After graduating from university in the spring of 2013, I was getting ready to start work with MRSB and begin the ASCA program. I thought to myself, “The program can’t be too bad”. Many people have gone through the ASCA while they worked full time and they managed to study.

Then June came and all the ASCA students got together for a three-day workshop over at St. Mary’s University to go over the program (how it works, weekly assignments, testing and expectations). Walking into the classroom that first day, it felt like the first day of school. Excitement aside, after hearing ASCA guru Paul Morris talk about the program, it made me seriously consider if I really wanted to continue with it. The biggest thing I recall him saying was the fact that in a normal day only two of three things can be done: work, study or being social. In ASCA the two are already chosen for you: work and study. Hearing this put quite a scare into some people, including me. It left me wondering, “Can I handle a full day of work then a night of studying?”

It didn’t take me long to realize that if it was a simple road to get your CA, then everyone would do it. I reminded myself that living my dream of being an accountant was what I wanted to do, and while my life may suck for two years, it will be worth it in the long run.

Mod 1

Mod 1 started off pretty rough. The way the ASCA program works is by giving you weekly assignments that consist of reading and written work. The average workload per week was about 12 to 15 hours. Some weeks it was 10 hours of reading and five hours of written work, and the next week it could be completely different. For someone who is not a fan of reading, the weeks with 7+ hours were difficult.
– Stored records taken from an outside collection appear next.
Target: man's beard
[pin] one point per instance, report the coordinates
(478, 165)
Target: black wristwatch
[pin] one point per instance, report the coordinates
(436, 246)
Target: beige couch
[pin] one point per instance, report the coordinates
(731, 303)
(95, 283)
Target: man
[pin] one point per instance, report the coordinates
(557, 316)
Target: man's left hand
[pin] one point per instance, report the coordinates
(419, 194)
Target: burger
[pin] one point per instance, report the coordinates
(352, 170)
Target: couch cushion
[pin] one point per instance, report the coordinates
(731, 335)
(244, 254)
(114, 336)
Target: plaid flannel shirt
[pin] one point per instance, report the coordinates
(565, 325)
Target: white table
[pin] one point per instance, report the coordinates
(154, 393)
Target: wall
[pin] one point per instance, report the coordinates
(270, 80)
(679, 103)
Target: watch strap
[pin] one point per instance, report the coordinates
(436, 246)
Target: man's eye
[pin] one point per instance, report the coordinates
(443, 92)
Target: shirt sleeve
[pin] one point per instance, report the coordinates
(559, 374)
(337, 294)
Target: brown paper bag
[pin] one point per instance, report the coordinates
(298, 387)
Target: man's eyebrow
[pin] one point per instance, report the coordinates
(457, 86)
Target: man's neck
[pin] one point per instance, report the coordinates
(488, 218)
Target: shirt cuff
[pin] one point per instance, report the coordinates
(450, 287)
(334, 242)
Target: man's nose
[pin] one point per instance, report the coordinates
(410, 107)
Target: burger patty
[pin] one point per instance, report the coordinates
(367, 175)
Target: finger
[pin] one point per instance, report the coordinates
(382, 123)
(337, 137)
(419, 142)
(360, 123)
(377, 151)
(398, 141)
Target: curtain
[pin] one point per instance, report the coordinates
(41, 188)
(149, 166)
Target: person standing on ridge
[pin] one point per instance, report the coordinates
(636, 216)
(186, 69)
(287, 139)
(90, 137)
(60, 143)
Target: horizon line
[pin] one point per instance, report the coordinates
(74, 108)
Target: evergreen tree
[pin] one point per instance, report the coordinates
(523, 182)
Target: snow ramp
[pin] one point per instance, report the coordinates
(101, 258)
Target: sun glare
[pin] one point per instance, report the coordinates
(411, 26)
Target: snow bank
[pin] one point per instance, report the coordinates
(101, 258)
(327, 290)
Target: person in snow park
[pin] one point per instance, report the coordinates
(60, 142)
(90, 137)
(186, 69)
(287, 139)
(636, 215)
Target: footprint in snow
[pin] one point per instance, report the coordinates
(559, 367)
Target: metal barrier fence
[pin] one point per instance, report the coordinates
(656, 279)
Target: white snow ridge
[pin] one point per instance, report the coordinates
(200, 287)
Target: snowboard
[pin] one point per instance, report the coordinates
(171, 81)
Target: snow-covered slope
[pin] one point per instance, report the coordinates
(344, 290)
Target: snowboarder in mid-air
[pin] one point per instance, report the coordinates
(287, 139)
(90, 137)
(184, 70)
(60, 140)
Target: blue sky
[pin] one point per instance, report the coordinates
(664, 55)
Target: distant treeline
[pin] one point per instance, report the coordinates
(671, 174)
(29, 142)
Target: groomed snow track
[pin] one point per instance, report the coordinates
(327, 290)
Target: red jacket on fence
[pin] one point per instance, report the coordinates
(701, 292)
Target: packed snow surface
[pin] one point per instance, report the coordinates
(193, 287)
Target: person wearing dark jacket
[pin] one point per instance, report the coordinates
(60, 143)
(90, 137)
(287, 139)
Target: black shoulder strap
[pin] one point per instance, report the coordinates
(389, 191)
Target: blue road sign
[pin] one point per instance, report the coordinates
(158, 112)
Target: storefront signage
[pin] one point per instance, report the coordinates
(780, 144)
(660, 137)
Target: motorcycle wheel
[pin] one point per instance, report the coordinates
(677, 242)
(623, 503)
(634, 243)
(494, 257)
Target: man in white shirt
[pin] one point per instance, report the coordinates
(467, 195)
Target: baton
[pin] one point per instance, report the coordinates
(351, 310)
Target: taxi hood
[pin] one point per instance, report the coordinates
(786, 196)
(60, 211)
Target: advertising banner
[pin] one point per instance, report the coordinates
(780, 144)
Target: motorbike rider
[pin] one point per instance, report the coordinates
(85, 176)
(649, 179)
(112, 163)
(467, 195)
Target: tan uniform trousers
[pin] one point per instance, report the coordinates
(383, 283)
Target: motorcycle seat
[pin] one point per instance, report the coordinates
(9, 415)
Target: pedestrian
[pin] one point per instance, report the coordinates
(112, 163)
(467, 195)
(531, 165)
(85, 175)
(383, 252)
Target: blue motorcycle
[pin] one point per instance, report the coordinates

Another factor that played with my concentration during Mod 1 was the weather outside. It is tough to watch a PEI summer from inside a room while you are studying, and it felt like it did not rain once between the beginning of Mod 1 in June to its end in August.

The Mod 1 test was broken into two parts that were equally weighted: multiple choice and simulations. I’ve never enjoyed multiple choice tests so on the first day after finishing it I was not confident in how I did. The final portion of the test was to be written 10 days later and was a simulation test, which I had never done before. Going into test day I was feeling pretty good about my ability to write the simulations, and once the test was over I felt really confident about how I did. Luckily when the test marks had come back my gut feeling was right, and had exceeded what I was hoping for on the test.

Mod 2

Mod 2 was not that bad. Having Mod 1 under my belt, I felt a lot more comfortable with the work. The weekly assignments began to change to where it was more writing assignments than reading, which I enjoyed a lot more. The time flew by and before I knew it, it was time to head to Moncton to read this Mod.

I was pretty confident heading over to Moncton, as I felt I knew the material well enough. It was just my writing capabilities that I needed to sharpen up on. I knew in Moncton the facilitators were going to help us with our writing so I was not that nervous heading over. After three days of intense workshops it was finally time to write. After writing the ‘sims’ again I felt confident that I had done enough to pass the test, but not necessarily done well. When I got my mark back it was as I expected,  I’d passed!

Lessons Learned

What I’ve taken away from the program so far:

  1. Stick to your time budgets; this is useful when completing assignments and doing tests. The budgets are given to you for a reason so try to follow them.
  2. Plan your time and do not plan to do all your work in one day. You will just drain yourself and won’t retain as much information, which is a waste of time.
  3. Listen to Paul Morris: When you think about it there really is only time to do two things in a day. Schedule your week so that you can get a good balance in there.
  4. Ask for help. If you are lucky enough to be working at a larger firm while going through ASCA, many of your colleagues may have gone through the same process, so don’t be afraid to ask!